This first step consists of stakeholder or colleague consultation in order to get a comprehensive view of possible regulatory bottlenecks. These consultations will enable you to collect indications and detailed information directly from professionals. Those professionals can encounter a regulatory bottleneck in their daily work practice.
For example someone working in a waste processing plant who has to work with the waste framework directive. This person might identify several bottlenecks concerning waste.
A suggested method to identify these bottlenecks is a focus group. In this focus group, professionals from a wide range of policy area’s and different professional roles are invited. The focus group aims to collect as many examples, issues or bottlenecks as possible. It is, therefore, crucial to creating conditions during such a brainstorm which encourage candid responses from participants. There are several possibilities to structure such a focus group. In the BRIGHT-tool, we recommend two different forms of input collection:
Focus group across policy areas
Focus group in a specific policy area
Collect and evaluate
When the focus group session has brought up an adequate amount of input, it is important to briefly discuss the main findings from the brainstorm (regardless of the format) in a plenary with all participants. During this plenary, the following questions should be asked and reflected on: Do all participants recognise the bottlenecks identified? And is it a problem that could be resolved? This concluding aspect of a brainstorm ensures that the bottlenecks brought forward are widely held, tangible, issues that warrant further investigation. This way, you can preemptively eliminate irrelevant bottlenecks.
For example, if the concluding plenary session establishes that a certain bottleneck related to a certain waste criteria is not widely-held nor recognized, it might nog be a suitable bottleneck to pursue.
To do: Host a focus group session.
Organizing collected bottlenecks
After the conclusion of the focus group, you will likely have a broad spectrum of bottlenecks. It is, however, not uncommon to organise multiple focus group sessions to extend the range and number of bottlenecks or to expand on a number of already identified bottlenecks.
This wide spectrum of bottlenecks could be related to vastly different legal texts originating from national law, EU law or other sources. As such, it essential to structure the received input and bottlenecks in such a way to get a clear outline. One approach to structure a vast number of bottlenecks and issues is to make use of framework tables. Such a table can, for example, organise bottlenecks by subject matter and related (EU) legal text. An example of an early preliminary table is added below. You are of course free to design your approach to structure the collected bottlenecks. It is essential that a preliminary structuring exercise of all accumulated input has been executed before further in-depth work on the collected bottlenecks is done. This ensures an efficient process and a measured selection of suitable bottlenecks which could be submitted in the EU Better Regulation Agenda.
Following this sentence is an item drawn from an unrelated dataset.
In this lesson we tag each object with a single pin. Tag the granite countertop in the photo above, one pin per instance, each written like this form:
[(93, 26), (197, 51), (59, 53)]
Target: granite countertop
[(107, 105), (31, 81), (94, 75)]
To do: Structure the bottlenecks you have collected in a framework table
Categorisation and selection can achieve additional structuring of collected bottlenecks in such framework tables. This process of selection and categorisation is explained in more detail in the next steps of the BRIGHT-tool. A necessary first step in selecting is to assess whether the collected bottlenecks are appropriate for the EU Better Regulation Agenda and by extension for the BRIGHT-tool. This is explained in step 2.